On a more practical level, the exercise is also purported to oxygenate and purify the blood, increase blood circulation, activate the digestive system, clear out mucus, and enliven prana, the life force.

“You’ll start to feel a subtle shift in your life if you do this regularly,” says Kia, who adds that the practice opens the heart and expands the aura.

If you’re not pregnant or menstruating (contraindications include the second and third trimesters of pregnancy and the first three days of a menstrual period), then you might want to give it a try. Here’s how:

Sit cross-legged on the floor with your spine upright. Stretch your arms above your head in a V-shape. Curl your fingers downward, bending them at the knuckles so that your fingertips touch the tops of your palms. Stretch your thumbs away from your palms so they’re pointing towards one another above your head. Relax your neck and shoulders. Close your eyes and roll them upwards, toward your third eye. Sounds easy enough, right?

The next part is where I buckle—it’s called Breath of Fire. In a nutshell, with your arms raised above your head and your hands in the aforementioned position, imagine there’s a balloon in your belly. Squish the air out of the balloon by exhaling sharply. As you do, consciously move your navel upward and inward, toward your spine. Passively allow air to rush back into your imaginary balloon on the inhale. (In a nutshell, pant like a dog, but with your mouth closed). Breathe at about one breath per second to begin, which you can double or triple with experience. Try this for three minutes and build up your endurance over time.

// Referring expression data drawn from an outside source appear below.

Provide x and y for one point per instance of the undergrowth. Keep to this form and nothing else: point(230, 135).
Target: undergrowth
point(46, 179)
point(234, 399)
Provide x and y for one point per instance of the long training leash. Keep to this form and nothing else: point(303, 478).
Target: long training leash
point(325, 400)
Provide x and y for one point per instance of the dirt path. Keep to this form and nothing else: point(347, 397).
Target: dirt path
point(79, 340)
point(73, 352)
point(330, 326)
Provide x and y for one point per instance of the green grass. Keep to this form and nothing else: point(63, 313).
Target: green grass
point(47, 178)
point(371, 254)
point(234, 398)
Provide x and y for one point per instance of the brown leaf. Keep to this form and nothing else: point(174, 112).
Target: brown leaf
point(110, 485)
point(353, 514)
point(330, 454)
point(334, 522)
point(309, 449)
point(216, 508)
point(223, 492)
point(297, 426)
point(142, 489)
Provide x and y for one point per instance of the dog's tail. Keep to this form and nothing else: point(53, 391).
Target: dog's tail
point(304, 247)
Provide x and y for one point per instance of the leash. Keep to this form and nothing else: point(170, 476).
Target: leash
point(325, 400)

When you finish, touch your thumbs together, hold your breath, and then exhale and sweep your arms downward with your eyes closed. With your palms facing upwards, rest your hands on your knees and tune in. Notice how you’re feeling.

I rarely got that far when I would practice. The muscles in my diaphragm and arms would feel so weak that I could sometimes barely sustain 30 seconds of Ego Eradicator. The pain would overtake me, and I’d give up quickly. Kia tells me that contrary to what I think, I was–and I am–more capable than I realize.

“It’s not an issue of strength,” she assures me. “It’s an issue of withstanding the momentary stress of doing something you don’t normally do. If you react right away, you aren’t giving yourself the ability to hold steady during stressful times.”

I know what she means. Sometimes I’m in a pose like the Warrior and my muscles feel like they can’t hold on any longer; however, when I stay with the sensations rather than resist them, they diminish and I can go beyond what I thought I was capable of.

Kia says Ego Eradicator is one of the more transformative Kundalini exercises. I believe her, but I also know we all transform in our own time. I’ll give Ego Eradicator another shot tomorrow. The roots of my ego, it seems, are a bit deeper than I thought.